Use negative learning rates to train a language model away from certain phrases! See the progress!

Current state-of-the-art language models have been described as few-shot unsupervised multitask learners. If we have a corpus of text, and explicitly avoid certain phrases, the language model can easily infer the phrases that we tried to excise from our training corpus if it is as effective at analogizing as advertised.

We can use different learning rates, and especially negative learning rates, to penalize our model on these phrases. A small dataset, of integers written out in English, makes it easy to visualize the probabilities over time for various tokens, and see any problems that arise, by visually inspecting the color of a column of pixels that corresponds to the probability for our phrase.

We are trying to get just the last column in the central grey blob to white:

this image is explained below

while keeping that corresponding last column grey in the image below:

this is an image that I am explaining below as well

The setup

To consider the problem of training a language model to avoid certain problematic phrases and problematic concepts, consider the problem of training a language model on English readings of integers and training it to avoid any integer that has a 9 digit immediately following a 6: “sixteen thousand nine hundred thirty two” (16932), “six hundred ninety one” (691), and so forth.

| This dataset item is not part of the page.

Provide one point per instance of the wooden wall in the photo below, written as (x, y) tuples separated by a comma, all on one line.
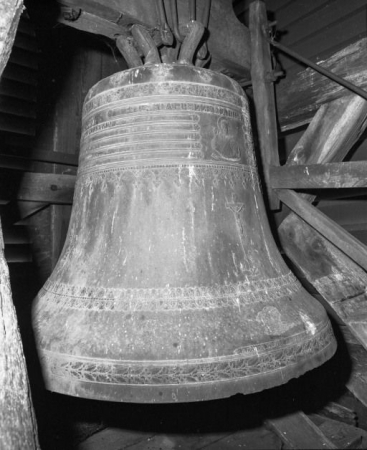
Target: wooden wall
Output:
[(41, 97)]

We can use an off-the-shelf AWD-LSTM, pretrained on WikiText-103, and train a final layer on the integers from 0 to 100,000 written out. As two gauges of progress in the model, we can monitor what it predicts after the word sixty and after the word fifty: we will be training it with positive examples that include thousand and one through eight, for sixty, while we will be training it with positive examples that include thousand and one through nine for fifty.


Because we have so few different words in our training dataset (40 tokens, specifically), we can visualize the probabilities of what token comes after sixty and fifty as greyscale brightness, where darkness is higher probability, and visually inspect the brightness of a column of interest. We can record the probabilities of each of our forty tokens after each training epoch in the horizontal direction, stack them one after the other in the vertical direction, and jiggle the gamma correction in an animation to highlight differences between low-probability tokens and very-low-probability tokens (any token with lower than 1/256 probability would get blown out to white with no gamma correction). This ends up looking like the following two images, as from above:

this is an image that is being explained

this is an image that is being explained

The top row is where the model starts, highly favoring the “beginning of stream” character, and mostly a wash everywhere else, as an untrained model.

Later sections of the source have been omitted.